Thursday, September 15, 2016

Threshold for Audit of Termination Settlement Proposals to Increase


The FAR (Federal Acquisition Regulation) Councils have proposed to increase the dollar threshold for requiring audit of termination settlement proposals from $100,000 to $750,000. The proposed new threshold will be tied to the threshold for obtaining cost or pricing data (FAR 15.403-4(a)(1), thus whenever that threshold increases (once every five years based on inflation), the audit threshold for termination settlement proposals will increase as well.

According to the FAR Councils, this increased threshold will significantly reduce the number of termination settlement proposals requiring audit, help alleviate contract close-out backlogs and enable contracting officers to more quickly de-obligate excess funds from terminated contracts. Additionally, (and unstated) it removes a significant source of audit work from DCAA (Defense Contract Audit Agency) who, in recent years, hasn't been quite as nimble as it once was in completing audits low risk/low dollar termination settlement proposals - much to the consternation of contracting officers.

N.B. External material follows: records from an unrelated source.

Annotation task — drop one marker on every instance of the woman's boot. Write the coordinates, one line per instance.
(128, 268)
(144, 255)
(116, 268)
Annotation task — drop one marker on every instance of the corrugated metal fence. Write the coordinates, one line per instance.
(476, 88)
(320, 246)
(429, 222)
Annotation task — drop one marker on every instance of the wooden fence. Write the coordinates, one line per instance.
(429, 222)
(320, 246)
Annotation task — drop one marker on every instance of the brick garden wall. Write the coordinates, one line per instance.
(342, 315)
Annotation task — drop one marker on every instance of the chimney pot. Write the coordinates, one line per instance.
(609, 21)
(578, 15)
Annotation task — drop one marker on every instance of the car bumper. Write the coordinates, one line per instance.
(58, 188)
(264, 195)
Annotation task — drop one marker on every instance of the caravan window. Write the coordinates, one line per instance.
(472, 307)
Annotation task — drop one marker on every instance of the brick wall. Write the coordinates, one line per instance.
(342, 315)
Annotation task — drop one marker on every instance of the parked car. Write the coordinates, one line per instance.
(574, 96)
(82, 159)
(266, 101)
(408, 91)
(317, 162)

The proposed revision does provide an option for referring termination settlement proposals under the $750,000 threshold to the auditor. Such referrals must indicate any specific information or data that the contracting officer considers relevant and include facts and circumstances that will assist the audit agency in performing its function. This referral is not an audit however. The audit agency merely "develops requested information and make further accounting reviews it considers appropriate". Then, the audit agency will submit written comments and recommendations (something less than a full-audit report).

The new threshold will apply to subcontractors as well as primes.

This is a proposed regulation and the comment period is open for 60 days. If anyone bothers to submit comments, they follow the familiar refrain of support from contractors and industry groups and dismay by government and watchdog groups.